Last weekend was an event filled weekend. With the Billboard Music Awards getting most of the attention, it’s easy to miss the fact that another one off event took place in Brooklyn, New York: A tribute to rapper Notorious B.I.G.
If he were still alive, he would’ve turned 44 on May 21st, but someone put a sudden end to his life on March 9th 1997.
As a rapper, he had a way of turning rough rap lyrics into easy listening. They often talk about having a flow in rap, which is easy to confuse with having a sense of timing. But it’s a combination of that with your intonation. Biggie made it sound effortless. It was like it was the easiest thing for him to rap, but more importantly, he made it the easiest thing to listen to too.

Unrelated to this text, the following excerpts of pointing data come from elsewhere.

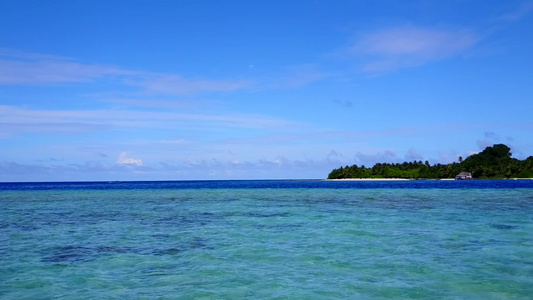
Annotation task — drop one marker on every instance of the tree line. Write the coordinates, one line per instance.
(493, 162)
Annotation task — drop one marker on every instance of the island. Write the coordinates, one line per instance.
(494, 162)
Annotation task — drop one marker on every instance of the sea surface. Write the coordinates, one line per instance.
(267, 240)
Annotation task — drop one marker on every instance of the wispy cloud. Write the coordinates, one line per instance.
(523, 10)
(409, 46)
(297, 76)
(173, 84)
(40, 70)
(15, 120)
(21, 68)
(125, 159)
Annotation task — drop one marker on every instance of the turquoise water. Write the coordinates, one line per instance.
(267, 243)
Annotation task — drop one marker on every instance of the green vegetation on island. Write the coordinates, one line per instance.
(493, 162)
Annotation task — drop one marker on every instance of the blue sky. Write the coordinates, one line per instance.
(171, 90)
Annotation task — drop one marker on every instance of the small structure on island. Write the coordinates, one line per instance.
(463, 176)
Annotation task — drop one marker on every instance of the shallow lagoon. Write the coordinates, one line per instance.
(267, 240)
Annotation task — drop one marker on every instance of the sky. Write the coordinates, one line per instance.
(201, 90)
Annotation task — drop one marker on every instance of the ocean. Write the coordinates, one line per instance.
(278, 239)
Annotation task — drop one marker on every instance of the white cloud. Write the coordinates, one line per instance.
(123, 159)
(409, 46)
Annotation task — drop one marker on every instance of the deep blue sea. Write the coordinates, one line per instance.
(270, 239)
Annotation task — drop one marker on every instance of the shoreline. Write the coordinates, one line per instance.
(371, 179)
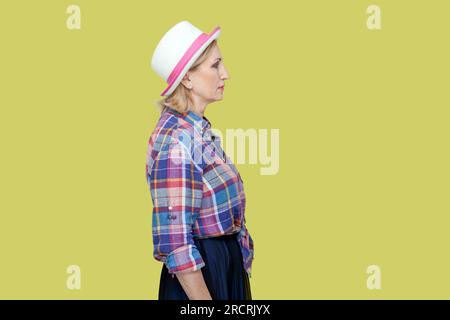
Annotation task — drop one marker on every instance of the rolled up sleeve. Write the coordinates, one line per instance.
(176, 187)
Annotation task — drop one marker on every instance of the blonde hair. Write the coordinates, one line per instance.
(180, 99)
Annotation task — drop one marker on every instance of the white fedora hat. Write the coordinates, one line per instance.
(177, 51)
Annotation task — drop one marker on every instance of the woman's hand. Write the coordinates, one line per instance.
(194, 285)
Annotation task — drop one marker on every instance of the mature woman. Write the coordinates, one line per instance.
(198, 197)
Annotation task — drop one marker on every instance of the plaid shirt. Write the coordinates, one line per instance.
(196, 190)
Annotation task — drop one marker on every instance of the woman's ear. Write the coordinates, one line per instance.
(186, 81)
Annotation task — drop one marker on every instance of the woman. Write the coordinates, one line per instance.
(198, 197)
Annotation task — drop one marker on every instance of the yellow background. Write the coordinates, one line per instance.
(364, 131)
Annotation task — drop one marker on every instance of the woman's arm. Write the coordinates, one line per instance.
(194, 285)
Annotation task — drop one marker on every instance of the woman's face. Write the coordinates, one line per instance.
(208, 79)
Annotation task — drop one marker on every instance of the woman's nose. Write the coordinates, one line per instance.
(225, 74)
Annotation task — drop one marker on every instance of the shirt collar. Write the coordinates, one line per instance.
(194, 119)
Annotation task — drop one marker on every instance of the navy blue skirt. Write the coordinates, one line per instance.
(223, 272)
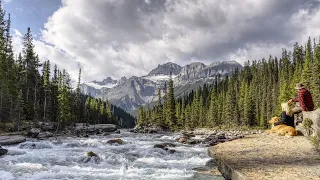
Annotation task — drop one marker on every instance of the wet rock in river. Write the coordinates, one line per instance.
(91, 157)
(44, 135)
(33, 132)
(115, 141)
(165, 146)
(11, 140)
(3, 151)
(182, 140)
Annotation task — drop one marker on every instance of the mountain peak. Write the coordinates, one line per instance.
(166, 69)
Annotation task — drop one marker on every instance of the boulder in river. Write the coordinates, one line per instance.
(11, 140)
(33, 132)
(182, 140)
(91, 154)
(165, 146)
(47, 126)
(105, 134)
(91, 157)
(44, 135)
(3, 151)
(115, 141)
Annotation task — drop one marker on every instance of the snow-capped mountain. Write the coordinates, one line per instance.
(131, 93)
(95, 88)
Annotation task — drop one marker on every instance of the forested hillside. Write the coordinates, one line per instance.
(31, 92)
(248, 98)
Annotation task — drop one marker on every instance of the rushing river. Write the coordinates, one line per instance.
(135, 159)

It helped him along that R&B and Hip Hop music became softer from the middle to the end of the 90s. And he didn’t hesitate to help his old friends to be part of it all.
I’m guessing that it must have been 1996, when I met him, Lil Kim and the Junior M.A.F.I.A. very briefly. They were in Rotterdam for an R&B event and I was there to meet some of the other groups, who were performing at the same event.
Meeting them was just one of those weird moments, where you didn’t even realize that two completely different worlds met. Out of everyone there, I turned out to be the only one who actually knew the track “Get Money” from the Junior M.A.F.I.A. It was just a crazy thing for everyone there to comprehend, that most unlikely person, the white good girl, actually knew their music.
But the meeting very quickly became one of those encounters you appreciated more (and took a photo of), because it was just a few months later when Biggie was killed. From where I stand, music is pretty harmless, so you just don’t expect that.
In his brief life and career, Biggie Smalls made quite an impression. Enough for the city of Brooklyn to declare May 21st 2016 as the official Notorious B.I.G. Day. The honor was presented to his daughter and rapper Lil Cease, while, elsewhere in the city, most of the Bad Boys family reunited for a concert in his honor. Puff Daddy, Mase, Lil Kim, The Lox, Mary J Blige, 112, Total, Faith Evans and more were announced for the gig, but Jay Z and Nas also turned up.
While this show was a one-time only event, the Bad Boy line up will actually hit the road again in August 2016 for a full blown tour, with a hologram of Notorious B.I.G. Next year, it'll be 20 years ago that he died.